For decades, sports fans have poured into sports bars, stuffed stadiums and crammed couches to watch the greatest athletes in the world compete. Sports can serve as a distraction from the mundanity of life. Sports can unite us, but more frequently divide us. Now, these divisions are more controversial than ever, extending far beyond the court or field. Although it divided the audience, the politicization of sports was not a bad thing in the beginning. In the wake of George Floyd’s murder, athletes like Lebron James, Jaylen Brown, Eric Reid and many more—following the example of Colin Kaepernick—used their international platforms to protest the injustices experienced by Floyd and other Black Americans. Sports teams and leagues, including the National Basketball Association (NBA) and Premier League, modified warm-up jerseys and arenas to protest systemic racism. In the midst of the pandemic, when few sports leagues were active, the NBA playoffs began on courts furnished with “Black Lives Matter,” allowing the message to reach the politically-diverse sports audience in a substantial way. Eventually, though, the headlines shifted from Bradley Beal and John Wall leading a march in Washington to Jonathan Isaac and Marcos Alonso refusing to kneel in protest of racism.
As the pandemic continues, a new issue was given a national spotlight: vaccine mandates. Athletes like Novak Djokovic, Kyrie Irving and Aaron Rodgers have had highly publicized battles against the COVID-19 vaccine, and echoed anti-vaccine rhetoric to millions.
Tennis superstar Djokovic has recently received the most press. He was deported from Australia because the Australian government feared he would cause anti-vaccination sentiment within the country, an action that gave Djokovic an international audience and the support of Aleksandar Vučić, the president of his home country of Serbia. Djokovic was meant to participate in the Australian Open, where he would have faced off against his rival, Rafael Nadal. Both of them would have vied for a record-breaking twenty-first men’s Grand Slam singles title. Without Djokovic in attendance, Nadal handily won the tournament, making his new record naturally controversial and giving Djokovic a sort of martyrdom.

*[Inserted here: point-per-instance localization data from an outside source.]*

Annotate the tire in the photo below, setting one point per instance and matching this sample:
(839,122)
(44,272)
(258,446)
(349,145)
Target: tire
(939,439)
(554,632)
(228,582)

Among the superstar athletes that have voiced their opposition to the COVID-19 vaccine is NBA star Kyrie Irving, who has had a long winding descent since his days of sidekicking for LeBron James and cameoing on Nickelodeon. After playing for the Boston Celtics and expressing his flat earth theories, he joined superstar Kevin Durant on the Brooklyn Nets in the offseason. Shortly after the pair recovered from injury, the front office pulled off a blockbuster trade for former MVP and 3-time scoring champ James Harden to form a historic super team.
In January 2021, during the process of seeking Harden, a video of Irving went viral at an unmasked family birthday party; a controversy that some believe allowed Brooklyn to trade for Harden without giving up Irving. Whatever the role, his carelessness around COVID-19 foreshadowed his current stance. Despite New York’s indoor vaccine mandate, Irving remains unvaccinated, which causes him to be sidelined for all Brooklyn Nets home games.
As a Green Bay Packers fan, this past season has been the most difficult season for me to watch, despite their competitiveness. Aaron Rodgers is leading the NFL MVP race yet again and could become the fifth back-to-back NFL MVP in history. Disregarding an embarrassing playoff exit, Rodgers played splendidly, but with every win, every historic offensive performance, I was reminded of the weight those wins carried, a weight sinking our nation.
On an episode of the Joe Rogan Experience, Rodgers and Rogan criticized the COVID-19 vaccine, spoke candidly about their decisions to remain unvaccinated, and promoted herbal alternatives. With every victory Rodgers carried the Packers to, he carried misinformation to a wider audience. Despite my fandom, I was morally relieved when my team lost in their first playoff game of the season, as it finally turned off his spotlight.
Many professional athletes are given an international platform, even those that are less than qualified to speak on certain subjects. Athletes have an incredible opportunity to reach the public, but rarely have the expertise to properly do so. As long as our country and others grant sports a disproportionately loud platform to science and academia, our defenses against misinformation will be insufficient.